At Westonci.ca, we provide reliable answers to your questions from a community of experts. Start exploring today! Our platform provides a seamless experience for finding precise answers from a network of experienced professionals. Our platform provides a seamless experience for finding reliable answers from a network of experienced professionals.
Sagot :
Answer:
[tex]2.5\; {\rm s}[/tex], assuming that acceleration would be constant when the brakes are applied.
Explanation:
Ensure that all quantities are in standard units. Initial velocity of the bus would be:
[tex]\displaystyle u = 72\; {\rm km\cdot h^{-1}} \times \frac{1\; {\rm h}}{3600\; {\rm s}} \times \frac{1000\; {\rm m}}{1\; {\rm km}} = 20\; {\rm m\cdot s^{-1}}[/tex].
In a motion where acceleration is constant, average velocity during the entire motion would be equal to the average between initial velocity [tex]u[/tex] and final velocity [tex]v[/tex]:
[tex]\displaystyle (\text{average velocity}) = \frac{u + v}{2}[/tex].
In this question, assuming that acceleration of the bus is constant while the brake is applied, average velocity of the bus during the entire motion would be the average of the velocity before and after applying the brakes:
- Initial velocity would be [tex]u = 20\; {\rm m\cdot s^{-1}}[/tex].
- Final velocity would be [tex]0\; {\rm m\cdot s^{-1}}[/tex].
[tex]\begin{aligned} (\text{average velocity}) &= \frac{u + v}{2}\\ &= \frac{20\; {\rm m\cdot s^{-1}} + 0\; {\rm m\cdot s^{-1}}}{2} \\ &= 10\; {\rm m\cdot s^{-1}}\end{aligned}[/tex].

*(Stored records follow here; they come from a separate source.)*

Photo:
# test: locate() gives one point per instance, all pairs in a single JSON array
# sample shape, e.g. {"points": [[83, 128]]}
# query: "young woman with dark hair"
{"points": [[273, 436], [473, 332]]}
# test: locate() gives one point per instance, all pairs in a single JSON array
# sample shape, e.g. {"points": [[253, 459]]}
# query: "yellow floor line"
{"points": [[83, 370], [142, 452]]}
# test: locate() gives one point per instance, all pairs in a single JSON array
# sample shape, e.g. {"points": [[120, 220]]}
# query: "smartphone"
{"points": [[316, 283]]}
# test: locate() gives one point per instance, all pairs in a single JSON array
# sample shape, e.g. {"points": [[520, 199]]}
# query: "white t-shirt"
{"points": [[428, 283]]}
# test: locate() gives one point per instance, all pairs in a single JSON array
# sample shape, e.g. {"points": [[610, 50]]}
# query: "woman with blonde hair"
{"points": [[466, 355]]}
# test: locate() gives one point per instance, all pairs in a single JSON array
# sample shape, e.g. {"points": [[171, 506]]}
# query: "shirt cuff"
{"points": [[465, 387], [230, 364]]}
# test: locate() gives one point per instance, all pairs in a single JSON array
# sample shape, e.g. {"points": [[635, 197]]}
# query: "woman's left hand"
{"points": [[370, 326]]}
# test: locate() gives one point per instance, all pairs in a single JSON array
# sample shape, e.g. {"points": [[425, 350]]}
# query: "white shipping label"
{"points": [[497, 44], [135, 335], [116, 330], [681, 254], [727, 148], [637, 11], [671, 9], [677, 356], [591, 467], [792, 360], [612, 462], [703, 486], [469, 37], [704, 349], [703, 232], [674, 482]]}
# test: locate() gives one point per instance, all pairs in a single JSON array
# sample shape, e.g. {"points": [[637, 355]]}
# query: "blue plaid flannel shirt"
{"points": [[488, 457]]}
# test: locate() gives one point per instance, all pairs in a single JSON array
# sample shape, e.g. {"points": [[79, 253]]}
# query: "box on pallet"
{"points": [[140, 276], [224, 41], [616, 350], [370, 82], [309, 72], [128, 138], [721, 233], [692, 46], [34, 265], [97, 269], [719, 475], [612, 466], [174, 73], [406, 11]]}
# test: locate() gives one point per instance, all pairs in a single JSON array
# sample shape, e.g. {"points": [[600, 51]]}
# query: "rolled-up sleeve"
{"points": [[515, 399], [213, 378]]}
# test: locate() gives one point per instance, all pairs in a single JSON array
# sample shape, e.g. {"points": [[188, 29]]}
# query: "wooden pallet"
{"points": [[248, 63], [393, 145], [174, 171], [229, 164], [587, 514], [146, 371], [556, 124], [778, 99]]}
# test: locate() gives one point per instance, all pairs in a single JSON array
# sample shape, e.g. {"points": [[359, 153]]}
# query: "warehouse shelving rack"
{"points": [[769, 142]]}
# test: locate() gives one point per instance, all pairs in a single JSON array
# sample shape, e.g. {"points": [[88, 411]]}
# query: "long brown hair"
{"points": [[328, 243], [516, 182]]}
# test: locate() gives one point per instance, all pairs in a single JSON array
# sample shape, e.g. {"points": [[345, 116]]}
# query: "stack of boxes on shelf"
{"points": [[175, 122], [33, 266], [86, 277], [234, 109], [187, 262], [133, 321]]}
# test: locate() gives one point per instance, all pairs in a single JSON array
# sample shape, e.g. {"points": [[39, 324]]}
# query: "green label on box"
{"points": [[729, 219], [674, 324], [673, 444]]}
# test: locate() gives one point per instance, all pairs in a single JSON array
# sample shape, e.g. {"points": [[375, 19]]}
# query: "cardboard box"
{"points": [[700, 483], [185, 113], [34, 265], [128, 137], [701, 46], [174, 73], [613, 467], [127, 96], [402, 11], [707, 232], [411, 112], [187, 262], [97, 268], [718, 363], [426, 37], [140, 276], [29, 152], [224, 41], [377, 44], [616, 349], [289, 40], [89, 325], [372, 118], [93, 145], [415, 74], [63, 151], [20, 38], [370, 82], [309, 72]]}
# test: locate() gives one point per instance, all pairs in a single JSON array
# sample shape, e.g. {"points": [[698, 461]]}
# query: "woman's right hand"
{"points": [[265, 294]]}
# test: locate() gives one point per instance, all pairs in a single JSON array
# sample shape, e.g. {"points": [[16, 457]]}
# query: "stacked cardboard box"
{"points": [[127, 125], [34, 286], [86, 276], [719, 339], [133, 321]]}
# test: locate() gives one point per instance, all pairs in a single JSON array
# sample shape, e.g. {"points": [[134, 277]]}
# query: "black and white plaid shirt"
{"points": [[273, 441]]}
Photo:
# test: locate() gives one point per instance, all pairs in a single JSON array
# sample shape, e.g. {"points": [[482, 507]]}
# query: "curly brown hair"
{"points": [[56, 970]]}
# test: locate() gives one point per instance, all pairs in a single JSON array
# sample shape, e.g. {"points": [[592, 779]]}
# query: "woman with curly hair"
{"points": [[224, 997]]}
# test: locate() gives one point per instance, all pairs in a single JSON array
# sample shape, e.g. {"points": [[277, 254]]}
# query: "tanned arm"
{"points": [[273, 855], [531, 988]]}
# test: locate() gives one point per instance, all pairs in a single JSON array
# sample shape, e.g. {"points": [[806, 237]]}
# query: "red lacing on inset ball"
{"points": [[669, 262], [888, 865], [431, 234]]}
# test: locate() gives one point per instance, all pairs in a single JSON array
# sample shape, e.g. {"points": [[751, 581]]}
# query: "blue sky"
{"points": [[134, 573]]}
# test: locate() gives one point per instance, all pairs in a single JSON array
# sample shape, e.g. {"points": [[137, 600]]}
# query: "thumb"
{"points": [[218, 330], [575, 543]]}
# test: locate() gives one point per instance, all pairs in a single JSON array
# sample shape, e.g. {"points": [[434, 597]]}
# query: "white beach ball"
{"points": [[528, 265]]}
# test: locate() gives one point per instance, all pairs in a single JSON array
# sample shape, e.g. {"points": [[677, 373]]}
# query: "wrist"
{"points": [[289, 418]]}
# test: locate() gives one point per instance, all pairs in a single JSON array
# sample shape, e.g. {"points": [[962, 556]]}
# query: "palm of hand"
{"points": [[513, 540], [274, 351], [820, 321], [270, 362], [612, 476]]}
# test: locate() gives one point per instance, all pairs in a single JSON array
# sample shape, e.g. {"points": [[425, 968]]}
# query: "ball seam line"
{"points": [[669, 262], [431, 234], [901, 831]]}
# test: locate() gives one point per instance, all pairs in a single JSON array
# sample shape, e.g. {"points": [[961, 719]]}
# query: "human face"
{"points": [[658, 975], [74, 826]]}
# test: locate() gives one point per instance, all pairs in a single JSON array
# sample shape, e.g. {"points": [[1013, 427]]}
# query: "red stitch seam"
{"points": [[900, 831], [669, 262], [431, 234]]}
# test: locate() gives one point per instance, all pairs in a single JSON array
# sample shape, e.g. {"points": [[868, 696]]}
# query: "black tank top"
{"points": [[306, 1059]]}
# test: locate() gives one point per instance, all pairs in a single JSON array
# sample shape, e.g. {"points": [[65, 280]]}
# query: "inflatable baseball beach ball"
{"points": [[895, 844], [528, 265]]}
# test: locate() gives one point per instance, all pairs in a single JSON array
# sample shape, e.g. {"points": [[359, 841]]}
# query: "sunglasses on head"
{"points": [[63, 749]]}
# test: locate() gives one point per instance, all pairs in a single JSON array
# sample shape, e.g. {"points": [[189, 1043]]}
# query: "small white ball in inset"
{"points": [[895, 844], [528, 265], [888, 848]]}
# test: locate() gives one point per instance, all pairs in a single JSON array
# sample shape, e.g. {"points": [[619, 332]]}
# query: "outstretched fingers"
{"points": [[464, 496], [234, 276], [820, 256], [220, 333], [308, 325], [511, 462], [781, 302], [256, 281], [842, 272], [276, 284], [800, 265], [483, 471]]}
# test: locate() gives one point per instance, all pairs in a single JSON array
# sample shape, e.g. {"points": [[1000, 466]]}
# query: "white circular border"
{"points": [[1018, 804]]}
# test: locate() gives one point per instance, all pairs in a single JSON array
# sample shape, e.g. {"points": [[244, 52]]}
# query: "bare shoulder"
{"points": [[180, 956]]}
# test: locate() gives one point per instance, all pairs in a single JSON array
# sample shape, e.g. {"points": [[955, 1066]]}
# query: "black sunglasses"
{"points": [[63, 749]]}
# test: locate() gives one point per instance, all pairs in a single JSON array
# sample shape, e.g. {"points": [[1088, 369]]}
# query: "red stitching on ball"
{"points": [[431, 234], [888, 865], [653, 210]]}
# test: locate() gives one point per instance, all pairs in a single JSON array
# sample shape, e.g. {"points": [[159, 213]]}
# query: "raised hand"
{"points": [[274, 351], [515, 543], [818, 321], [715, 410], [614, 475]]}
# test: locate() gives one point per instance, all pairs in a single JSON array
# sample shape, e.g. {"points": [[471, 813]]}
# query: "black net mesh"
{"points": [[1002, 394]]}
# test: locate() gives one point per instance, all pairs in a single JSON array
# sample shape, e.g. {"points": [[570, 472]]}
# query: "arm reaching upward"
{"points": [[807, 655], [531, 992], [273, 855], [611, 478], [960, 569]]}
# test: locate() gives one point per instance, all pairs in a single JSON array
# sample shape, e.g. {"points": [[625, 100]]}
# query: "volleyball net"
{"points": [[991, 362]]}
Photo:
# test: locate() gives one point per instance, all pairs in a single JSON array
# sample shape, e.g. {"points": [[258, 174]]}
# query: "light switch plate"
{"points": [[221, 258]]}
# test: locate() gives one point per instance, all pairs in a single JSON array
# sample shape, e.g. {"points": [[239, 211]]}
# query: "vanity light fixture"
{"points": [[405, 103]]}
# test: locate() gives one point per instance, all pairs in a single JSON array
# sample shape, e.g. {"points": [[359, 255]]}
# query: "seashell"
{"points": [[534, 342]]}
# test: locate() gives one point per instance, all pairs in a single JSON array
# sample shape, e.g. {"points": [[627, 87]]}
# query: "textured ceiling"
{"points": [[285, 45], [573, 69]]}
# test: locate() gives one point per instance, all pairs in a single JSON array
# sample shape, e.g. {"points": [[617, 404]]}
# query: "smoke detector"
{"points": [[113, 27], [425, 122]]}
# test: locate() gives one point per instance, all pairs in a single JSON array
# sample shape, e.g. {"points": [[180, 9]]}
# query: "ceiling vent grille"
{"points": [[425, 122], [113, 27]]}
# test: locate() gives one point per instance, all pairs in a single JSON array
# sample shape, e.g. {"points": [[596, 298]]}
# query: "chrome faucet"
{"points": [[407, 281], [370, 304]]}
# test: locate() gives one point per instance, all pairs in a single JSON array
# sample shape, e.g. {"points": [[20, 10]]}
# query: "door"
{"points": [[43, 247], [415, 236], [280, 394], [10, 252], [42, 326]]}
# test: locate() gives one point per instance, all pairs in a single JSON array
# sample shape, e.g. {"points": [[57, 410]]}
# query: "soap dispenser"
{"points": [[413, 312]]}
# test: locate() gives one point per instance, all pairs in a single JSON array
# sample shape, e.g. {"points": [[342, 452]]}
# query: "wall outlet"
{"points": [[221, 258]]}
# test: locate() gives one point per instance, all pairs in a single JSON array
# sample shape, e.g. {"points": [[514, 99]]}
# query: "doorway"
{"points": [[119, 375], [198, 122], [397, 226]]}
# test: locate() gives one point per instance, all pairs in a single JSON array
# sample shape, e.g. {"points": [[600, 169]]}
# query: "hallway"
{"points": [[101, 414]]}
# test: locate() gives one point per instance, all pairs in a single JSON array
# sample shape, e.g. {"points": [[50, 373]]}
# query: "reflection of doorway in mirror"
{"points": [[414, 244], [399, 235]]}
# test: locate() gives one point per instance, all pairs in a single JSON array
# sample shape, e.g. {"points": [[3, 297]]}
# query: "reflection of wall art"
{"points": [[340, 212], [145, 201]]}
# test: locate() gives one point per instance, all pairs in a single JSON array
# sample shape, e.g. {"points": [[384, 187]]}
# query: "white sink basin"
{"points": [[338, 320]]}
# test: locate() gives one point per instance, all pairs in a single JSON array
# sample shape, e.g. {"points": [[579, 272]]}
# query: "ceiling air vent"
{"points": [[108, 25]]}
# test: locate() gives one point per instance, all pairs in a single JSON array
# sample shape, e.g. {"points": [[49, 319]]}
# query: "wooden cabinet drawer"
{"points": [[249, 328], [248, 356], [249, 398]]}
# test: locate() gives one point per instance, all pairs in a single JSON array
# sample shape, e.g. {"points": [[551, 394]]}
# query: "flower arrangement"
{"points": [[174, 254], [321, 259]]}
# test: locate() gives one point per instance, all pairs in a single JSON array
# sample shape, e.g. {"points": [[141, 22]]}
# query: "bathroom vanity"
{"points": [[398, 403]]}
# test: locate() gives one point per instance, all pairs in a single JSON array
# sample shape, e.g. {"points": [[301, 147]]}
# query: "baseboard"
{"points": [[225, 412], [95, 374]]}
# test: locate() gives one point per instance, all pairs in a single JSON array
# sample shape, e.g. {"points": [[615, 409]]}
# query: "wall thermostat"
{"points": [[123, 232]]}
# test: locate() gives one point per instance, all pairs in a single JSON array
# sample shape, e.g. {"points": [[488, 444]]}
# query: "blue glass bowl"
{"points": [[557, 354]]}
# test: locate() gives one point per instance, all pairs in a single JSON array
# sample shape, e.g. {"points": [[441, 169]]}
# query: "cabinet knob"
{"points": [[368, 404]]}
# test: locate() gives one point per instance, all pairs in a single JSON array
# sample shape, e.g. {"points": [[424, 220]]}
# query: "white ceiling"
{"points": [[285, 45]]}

To find the duration of the motion, divide displacement by average velocity:
[tex]\begin{aligned}(\text{time required}) &= \frac{(\text{displacement})}{(\text{average velocity})} \\ &= \frac{25\; {\rm m}}{10\; {\rm m\cdot s^{-1}}} \\ &= 2.5\; {\rm s}\end{aligned}[/tex].
We hope our answers were useful. Return anytime for more information and answers to any other questions you have. Thanks for stopping by. We strive to provide the best answers for all your questions. See you again soon. Thank you for using Westonci.ca. Come back for more in-depth answers to all your queries.